Toutes les ADNPs commercialisées en PCR appartiennent invariablement aux familles A, B et Y. Récemment, la PolD, une nouvelle famille d’ADNPs (la Famille D) a été découverte chez des archées thermophiles. La PolD possède des propriétés biochimiques intéressantes, exploitables en PCR. En particulier, il a été montré que la PolD de Pyrococcus abyssi possède non seulement une thermo-résistance accrue par rapport à la Taq polymérase, mais la PolD est également totalement résistante à l’hémoglobine, et plus résistante envers plusieurs inhibiteurs (sels et détergents). De plus, parmi les enzymes commercialisables en PCR, la PolD possède une des plus fortes tolérances aux ions calcium, suggérant que la PolD est une enzyme parfaitement adaptée pour amplifier de l’ADN à partir d’échantillons humains (os, dents). La PolD est composée d’une grande sous-unité catalytique (DP2) et d’une petite sous-unité qui porte l’activité de relecture exonucléase (DP1).
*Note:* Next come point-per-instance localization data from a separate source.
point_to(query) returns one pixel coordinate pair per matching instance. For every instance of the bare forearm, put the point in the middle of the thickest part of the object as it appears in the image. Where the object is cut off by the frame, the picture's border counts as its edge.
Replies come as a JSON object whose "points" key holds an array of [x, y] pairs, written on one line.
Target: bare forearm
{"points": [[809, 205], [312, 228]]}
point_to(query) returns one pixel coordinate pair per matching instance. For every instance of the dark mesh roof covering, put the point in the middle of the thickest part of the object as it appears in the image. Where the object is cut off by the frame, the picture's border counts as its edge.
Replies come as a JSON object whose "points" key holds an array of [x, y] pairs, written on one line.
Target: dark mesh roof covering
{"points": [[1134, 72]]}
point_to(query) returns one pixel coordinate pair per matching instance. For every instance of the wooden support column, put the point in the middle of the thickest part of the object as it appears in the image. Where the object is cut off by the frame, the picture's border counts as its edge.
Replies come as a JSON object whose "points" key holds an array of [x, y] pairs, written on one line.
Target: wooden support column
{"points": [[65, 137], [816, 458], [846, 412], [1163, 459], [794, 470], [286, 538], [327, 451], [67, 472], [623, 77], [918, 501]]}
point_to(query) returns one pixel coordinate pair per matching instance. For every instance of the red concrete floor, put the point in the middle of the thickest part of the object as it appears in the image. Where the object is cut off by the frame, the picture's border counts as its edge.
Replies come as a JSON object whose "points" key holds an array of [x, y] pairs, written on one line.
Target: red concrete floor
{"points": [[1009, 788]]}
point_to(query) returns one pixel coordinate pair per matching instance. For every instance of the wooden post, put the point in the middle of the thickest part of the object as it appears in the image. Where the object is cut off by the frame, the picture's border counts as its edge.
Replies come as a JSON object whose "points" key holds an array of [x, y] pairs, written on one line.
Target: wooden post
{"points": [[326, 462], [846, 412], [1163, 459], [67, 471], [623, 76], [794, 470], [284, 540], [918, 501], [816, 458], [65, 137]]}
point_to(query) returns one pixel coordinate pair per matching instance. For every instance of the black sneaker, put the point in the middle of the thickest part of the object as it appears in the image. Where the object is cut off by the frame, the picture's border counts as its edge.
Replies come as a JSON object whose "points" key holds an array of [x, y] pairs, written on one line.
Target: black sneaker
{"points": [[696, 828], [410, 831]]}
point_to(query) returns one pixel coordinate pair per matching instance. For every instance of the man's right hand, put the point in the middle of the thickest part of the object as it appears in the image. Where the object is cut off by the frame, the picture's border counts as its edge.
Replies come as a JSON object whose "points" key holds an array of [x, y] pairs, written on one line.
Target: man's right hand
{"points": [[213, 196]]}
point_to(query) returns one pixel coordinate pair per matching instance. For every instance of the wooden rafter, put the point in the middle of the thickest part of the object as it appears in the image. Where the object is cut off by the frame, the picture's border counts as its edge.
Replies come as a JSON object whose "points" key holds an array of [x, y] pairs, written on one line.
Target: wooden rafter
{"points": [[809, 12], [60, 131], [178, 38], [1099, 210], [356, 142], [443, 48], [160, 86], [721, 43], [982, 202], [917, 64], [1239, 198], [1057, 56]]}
Nous avons déterminé les structures cristallographiques des deux sous-unités isolées de la PolD de P. abyssi. Ces structures ont montré que la PolD se distingue structurellement des autres ADNPs et ont permis de mettre en évidence une parenté évolutive inattendue avec les ARN polymérases à sous-unités multiples qui sont responsables de la transcription dans toutes les formes de vie cellulaires. Toutefois, le site actif de la PolD est localisé à l’interface entre les sous-unités DP1 et DP2, et les structures cristallographiques de ces deux sous-unités isolées ne permettent pas de caractériser les mécanismes moléculaires de liaison à l’ADN, de polymérisation des nucléotides, et de relecture par la PolD. Déterminer les bases moléculaires de la fonction de la PolD est cependant essentiel afin d’exploiter son potentiel biotechnologique.

Nous avons développé une approche structurale multidisciplinaire (microscopie électronique, cristallographie aux rayons-X, SAXS et SANS), afin d’étudier la structure de la PolD native (DP1-DP2) en complexe avec l’ADN. Nous utiliserons différents substrats, permettant de piéger la PolD dans ses modes d’élongation et de relecture, ainsi qu’en complexe avec le PCNA, un acteur clé de la fourche de réplication, qui stimule considérablement la processivité de la PolD. Ces données structurales nous permettrons, par des approches d’ingénierie des protéines et d’évolution dirigée, de concevoir des variants de la PolD qui combineront les propriétés naturelles de la PolD (thermostabilité, spécificité, processivité, résistance à de nombreux inhibiteurs) avec de nouvelles propriétés, dont une résistance accrue à l’héparine (un anti-coagulant, inhibiteur de PCR, présent dans de nombreux échantillons biologiques) et un couplage optimal au PCNA. Ces variants de la PolD présenteront un grand potentiel biotechnologique pour de nombreuses applications PCR en médecine clinique et légale.